CHP’de fıkra gibi olaylar, insanlar!

Kemal Kılıçdaroğlu kaybederse "Namusu ve şerefi üzerine yemin edip" istifa edeceğini söyleyen Eren Erdem, CHP'nin Sosyal Medya Sorumlusu oldu, iyi mi?
Peki, Özgür Özel'in şu açıklamasına ne demeli; "Sosyal medyada Kılıçdaroğlu istifa etsin diyenlerin altını kazıyın ya AK Partili ya Cumhur İttifakı trolü çıkar"

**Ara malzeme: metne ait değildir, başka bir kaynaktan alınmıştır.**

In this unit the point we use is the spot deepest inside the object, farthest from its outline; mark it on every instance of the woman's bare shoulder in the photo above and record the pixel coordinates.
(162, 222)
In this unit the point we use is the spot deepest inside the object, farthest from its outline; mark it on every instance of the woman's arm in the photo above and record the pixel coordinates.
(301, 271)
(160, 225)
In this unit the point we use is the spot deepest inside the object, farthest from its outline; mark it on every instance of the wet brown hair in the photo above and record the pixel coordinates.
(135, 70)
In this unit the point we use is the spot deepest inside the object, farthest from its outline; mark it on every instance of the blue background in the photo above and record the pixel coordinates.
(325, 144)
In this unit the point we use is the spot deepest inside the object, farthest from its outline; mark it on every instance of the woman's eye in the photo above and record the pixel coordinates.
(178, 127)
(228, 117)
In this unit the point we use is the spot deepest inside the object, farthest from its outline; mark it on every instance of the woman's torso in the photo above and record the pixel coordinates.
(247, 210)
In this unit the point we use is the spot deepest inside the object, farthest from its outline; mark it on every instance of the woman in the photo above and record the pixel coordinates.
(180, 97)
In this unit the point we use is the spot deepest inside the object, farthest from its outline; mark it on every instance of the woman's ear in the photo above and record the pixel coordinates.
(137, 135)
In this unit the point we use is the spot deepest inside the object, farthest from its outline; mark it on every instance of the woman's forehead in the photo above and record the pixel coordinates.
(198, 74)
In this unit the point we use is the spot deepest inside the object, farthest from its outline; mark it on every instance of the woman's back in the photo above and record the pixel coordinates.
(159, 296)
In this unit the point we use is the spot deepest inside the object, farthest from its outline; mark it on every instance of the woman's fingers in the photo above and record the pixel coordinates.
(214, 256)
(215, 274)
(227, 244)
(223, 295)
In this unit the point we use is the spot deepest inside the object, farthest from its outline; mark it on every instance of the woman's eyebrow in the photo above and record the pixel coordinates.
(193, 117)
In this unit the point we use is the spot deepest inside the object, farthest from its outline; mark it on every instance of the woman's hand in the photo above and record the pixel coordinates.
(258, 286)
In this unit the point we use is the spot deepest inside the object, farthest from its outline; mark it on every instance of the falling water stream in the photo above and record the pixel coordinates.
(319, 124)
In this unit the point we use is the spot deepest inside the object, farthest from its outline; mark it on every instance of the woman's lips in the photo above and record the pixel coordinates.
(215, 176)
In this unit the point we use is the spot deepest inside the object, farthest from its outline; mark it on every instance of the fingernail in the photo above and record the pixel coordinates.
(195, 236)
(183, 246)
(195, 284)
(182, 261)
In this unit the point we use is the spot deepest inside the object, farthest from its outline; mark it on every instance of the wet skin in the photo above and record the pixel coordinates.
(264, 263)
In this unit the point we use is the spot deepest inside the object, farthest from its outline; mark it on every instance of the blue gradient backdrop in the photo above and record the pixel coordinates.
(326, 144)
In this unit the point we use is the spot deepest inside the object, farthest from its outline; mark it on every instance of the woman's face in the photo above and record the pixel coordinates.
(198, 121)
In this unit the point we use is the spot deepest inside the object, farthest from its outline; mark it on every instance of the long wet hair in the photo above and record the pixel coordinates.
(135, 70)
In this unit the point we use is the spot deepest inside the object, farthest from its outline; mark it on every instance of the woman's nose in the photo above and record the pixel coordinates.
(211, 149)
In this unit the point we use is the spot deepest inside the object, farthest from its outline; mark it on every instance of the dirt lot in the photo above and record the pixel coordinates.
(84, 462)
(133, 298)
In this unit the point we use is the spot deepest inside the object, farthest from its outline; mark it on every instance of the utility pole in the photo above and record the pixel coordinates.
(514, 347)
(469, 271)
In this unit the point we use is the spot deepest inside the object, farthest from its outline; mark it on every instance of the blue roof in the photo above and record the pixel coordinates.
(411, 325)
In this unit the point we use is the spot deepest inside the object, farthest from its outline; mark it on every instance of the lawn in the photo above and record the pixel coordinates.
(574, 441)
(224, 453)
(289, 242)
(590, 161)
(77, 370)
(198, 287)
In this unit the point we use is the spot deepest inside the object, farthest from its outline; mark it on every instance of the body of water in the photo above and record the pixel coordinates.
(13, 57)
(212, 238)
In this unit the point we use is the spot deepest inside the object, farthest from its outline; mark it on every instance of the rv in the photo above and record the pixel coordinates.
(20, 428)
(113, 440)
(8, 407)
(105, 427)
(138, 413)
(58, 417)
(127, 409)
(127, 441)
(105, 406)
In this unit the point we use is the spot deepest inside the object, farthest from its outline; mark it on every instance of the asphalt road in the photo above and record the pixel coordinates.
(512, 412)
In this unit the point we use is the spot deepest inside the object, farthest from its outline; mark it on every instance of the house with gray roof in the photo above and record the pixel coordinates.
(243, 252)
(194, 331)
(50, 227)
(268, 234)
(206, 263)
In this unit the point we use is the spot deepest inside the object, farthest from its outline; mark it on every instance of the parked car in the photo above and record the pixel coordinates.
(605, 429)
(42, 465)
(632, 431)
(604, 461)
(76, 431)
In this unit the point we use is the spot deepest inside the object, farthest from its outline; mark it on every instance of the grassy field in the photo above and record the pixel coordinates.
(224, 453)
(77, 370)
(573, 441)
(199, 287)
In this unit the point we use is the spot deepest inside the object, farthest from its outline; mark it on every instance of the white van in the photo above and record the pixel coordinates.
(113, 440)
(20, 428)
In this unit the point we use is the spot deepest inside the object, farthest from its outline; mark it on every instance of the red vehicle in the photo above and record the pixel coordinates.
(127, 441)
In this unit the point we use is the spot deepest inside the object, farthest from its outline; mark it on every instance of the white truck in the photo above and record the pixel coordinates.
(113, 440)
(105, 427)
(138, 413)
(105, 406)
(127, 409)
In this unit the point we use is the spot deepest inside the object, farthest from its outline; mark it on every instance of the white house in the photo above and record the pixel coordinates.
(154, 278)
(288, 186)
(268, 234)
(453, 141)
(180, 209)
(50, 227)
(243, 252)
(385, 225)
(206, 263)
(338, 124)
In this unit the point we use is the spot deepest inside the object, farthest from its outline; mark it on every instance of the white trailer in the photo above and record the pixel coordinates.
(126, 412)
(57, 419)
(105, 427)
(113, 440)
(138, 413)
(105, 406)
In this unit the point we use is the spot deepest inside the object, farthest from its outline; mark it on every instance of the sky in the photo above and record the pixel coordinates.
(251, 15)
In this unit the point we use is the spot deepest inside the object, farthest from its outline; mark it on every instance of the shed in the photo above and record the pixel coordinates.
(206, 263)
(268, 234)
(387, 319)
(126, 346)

Aynı Özel seçim öncesi "Cumhuriyet'in 100 yılını da Erdoğan'a bıraktıktan sonra demek ki, yapamıyorsunuz demektir" demişti.
Bir fıkra gibi açıklama da CHP İzmir İl Başkanı Şenol Aslanoğlu'dan geldi:
"İzmir'de Kemal Kılıçdaroğlu'nun aldığı oy, Erdoğan'ın aldığı oydan yaklaşık 1 milyon 20 bin fazladır. Bu şu demek; eğer seçim sadece İzmir'de olsaydı Kılıçdaroğlu kazanırdı."
Peki, seçim sadece Bayburt'ta olsaydı ne olacaktı?
Allah akıl fikir versin.



Seçim sonrası ana muhalefet partisinde 'CHP Fıkraları' diye bir kitap çıkaracak kadar çok gaflar, absürt olaylar yaşanıyor.
Aslında kabahat Kılıçdaroğlu'nda. İstifa etmemesi utanç verici.
Genel başkanlarının hâlâ koltuğunda oturması CHP'lilerin ayarını bozdu. Bu durumla ilgili gelen eleştirilere doğru dürüst bir savunma geliştiremedikleri için absürt açıklamalar ve kararlar almak zorunda kalıyorlar.
Biri kaybederse istifa edeceğine şerefi üstüne yemin edip partide önemli bir konuma geliyor...
Biri Türkiye'yi sadece İzmir'den ibaret sanıp hayaller kuruyor...
Diğeri de 13 yılda 12 seçim kaybeden Kılıçdaroğlu'nun artık bırakmasını isteyen CHP'lileri resmen AK Partili ve Cumhur İttifakı trolü ilan ediyor!
Ben böyle koltuk sevdası görmedim!

***


KİBAR VE ANLAYIŞLIYSANIZ SİZİ EZERLER!
"Uzun bir süredir çağrı merkezinde müşteri temsilciliği yapıyorum. İnanın bana artık insan olduğumu hissetmiyorum... Sabahtan beri sadece küfür, hakaret ve aşağılama işitiyorum. Hem de çalıştığım kuruma değil şahsıma.
İstedikleri olmayınca insanlıktan çıkıp türlü hakaretler ediyorlar, sanki talebini biz yerine getirmiyormuşuz gibi...
Sadece müşteriler değil, aynı zamanda çalıştığımız kurum tarafından da aşağılanıp hor görülüyoruz. Bizimle hiçbir alakası olmayan sorunları bize mal ediyor.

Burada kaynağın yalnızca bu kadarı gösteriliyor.